Już w maju do uczelni, które zrekrutowały najlepszych kandydatów na studia, popłyną dodatkowe pieniądze. Łącznie 82 mln zł.
– Chcemy zachęcić szkoły wyższe do tego, aby przyjmowały w poczet swoich studentów jak najlepszych kandydatów, z najlepszymi wynikami uzyskanymi w trakcie egzaminów dojrzałości i aby uczelnie konkurowały o nich – mówi prof. Teresa Czerwińska, wiceminister nauki i szkolnictwa wyższego.
W tym roku pieniądze trafią do 117 szkół publicznych, które przyjęły łącznie 8,6 tys. prymusów. Dodatkowe środki można otrzymać za maturzystów, którzy uzyskali 100 proc. punktów z przedmiotu na poziomie rozszerzonym lub dwujęzycznym lub znajdują się w gronie 3 proc. osób, które uzyskały co najmniej 85 proc. punktów.

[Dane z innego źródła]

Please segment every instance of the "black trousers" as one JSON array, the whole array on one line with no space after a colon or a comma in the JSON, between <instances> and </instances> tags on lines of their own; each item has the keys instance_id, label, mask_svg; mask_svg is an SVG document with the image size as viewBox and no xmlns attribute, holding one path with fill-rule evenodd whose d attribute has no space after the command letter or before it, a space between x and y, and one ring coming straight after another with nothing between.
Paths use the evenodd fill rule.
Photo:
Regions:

Jeżeli maturzysta na tak wybitnym poziomie zaliczył kilka przedmiotów, uczelnia za każdy z nich otrzyma pieniądze. Czyli jeżeli jedna osoba uzyskała najlepszy wynik, np. z matematyki, języka polskiego i wiedzy o społeczeństwie, to szkoła wyższa, która ją przyjęła, otrzyma potrójną dotację.

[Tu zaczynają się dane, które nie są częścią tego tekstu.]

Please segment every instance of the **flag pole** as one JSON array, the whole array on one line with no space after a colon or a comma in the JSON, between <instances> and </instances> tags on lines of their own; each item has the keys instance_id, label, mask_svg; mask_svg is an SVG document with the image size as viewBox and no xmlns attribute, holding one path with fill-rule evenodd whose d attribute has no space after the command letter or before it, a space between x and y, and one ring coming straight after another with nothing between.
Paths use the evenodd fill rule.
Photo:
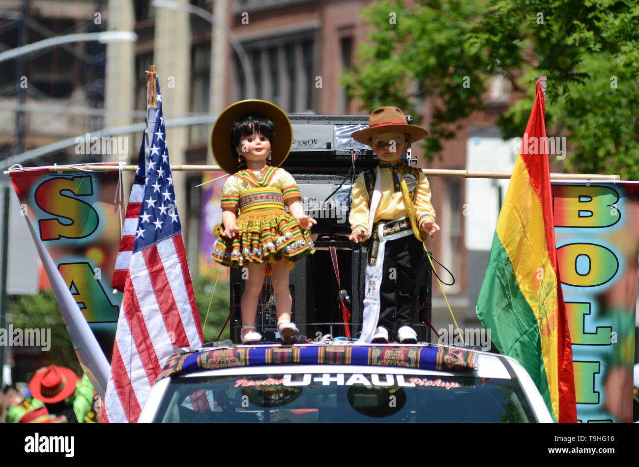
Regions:
<instances>
[{"instance_id":1,"label":"flag pole","mask_svg":"<svg viewBox=\"0 0 639 467\"><path fill-rule=\"evenodd\" d=\"M111 172L119 170L118 165L97 165L82 164L79 165L49 165L42 167L25 167L17 170L33 170L35 169L46 169L49 172L75 172L90 170L93 172ZM137 170L137 165L125 165L123 170L135 172ZM210 172L221 170L219 165L176 165L171 166L171 172ZM6 170L4 174L9 174ZM422 168L422 172L429 177L450 177L462 179L503 179L511 178L512 172L499 170L454 170L443 168ZM597 180L597 181L620 181L621 177L616 174L551 174L550 178L553 180Z\"/></svg>"}]
</instances>

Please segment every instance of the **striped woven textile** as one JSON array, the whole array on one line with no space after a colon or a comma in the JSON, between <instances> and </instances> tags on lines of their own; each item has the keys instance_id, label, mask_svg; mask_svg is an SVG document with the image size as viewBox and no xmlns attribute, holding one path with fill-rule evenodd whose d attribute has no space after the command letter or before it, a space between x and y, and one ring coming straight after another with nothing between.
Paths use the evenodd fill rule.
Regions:
<instances>
[{"instance_id":1,"label":"striped woven textile","mask_svg":"<svg viewBox=\"0 0 639 467\"><path fill-rule=\"evenodd\" d=\"M499 214L477 313L499 351L528 371L555 420L574 422L573 351L557 269L542 81Z\"/></svg>"},{"instance_id":2,"label":"striped woven textile","mask_svg":"<svg viewBox=\"0 0 639 467\"><path fill-rule=\"evenodd\" d=\"M298 364L395 366L424 370L472 371L477 353L449 347L309 345L217 348L176 353L158 379L199 370Z\"/></svg>"}]
</instances>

– Zdarzały się osoby, które zaliczyły na takim poziomie np. sześć przedmiotów – mówi Teresa Czerwińska. Dodatkowa dotacja za jeden wybitnie zdany przedmiot to 7,8 tys. zł.
Z danych zebranych przez MNiSW wynika, że najwięcej wybitnych maturzystów kształci się na Uniwersytecie Warszawskim, Jagiellońskim, Akademii Górniczo-Hutniczej w Krakowie i Warszawskim Uniwersytecie Medycznym. Najwięcej najlepszych wyników maturzyści uzyskali z języka angielskiego, matematyki, biologii i języka polskiego.
Uczelnie same zdecydują, na co przeznaczą dodatkowe pieniądze.
– Nie nakładamy na nie w tym zakresie żadnych wymogów, ale warto, aby przekazały je na uatrakcyjnienie procesu kształcenia, dodatkowe programy czy stypendia dla najlepszych maturzystów. W przyszłym roku planujemy kontynuować przyznawanie dotacji za najlepszych. Chcielibyśmy przeznaczyć na ten cel ok. 100 mln zł – zapowiada prof. Teresa Czerwińska.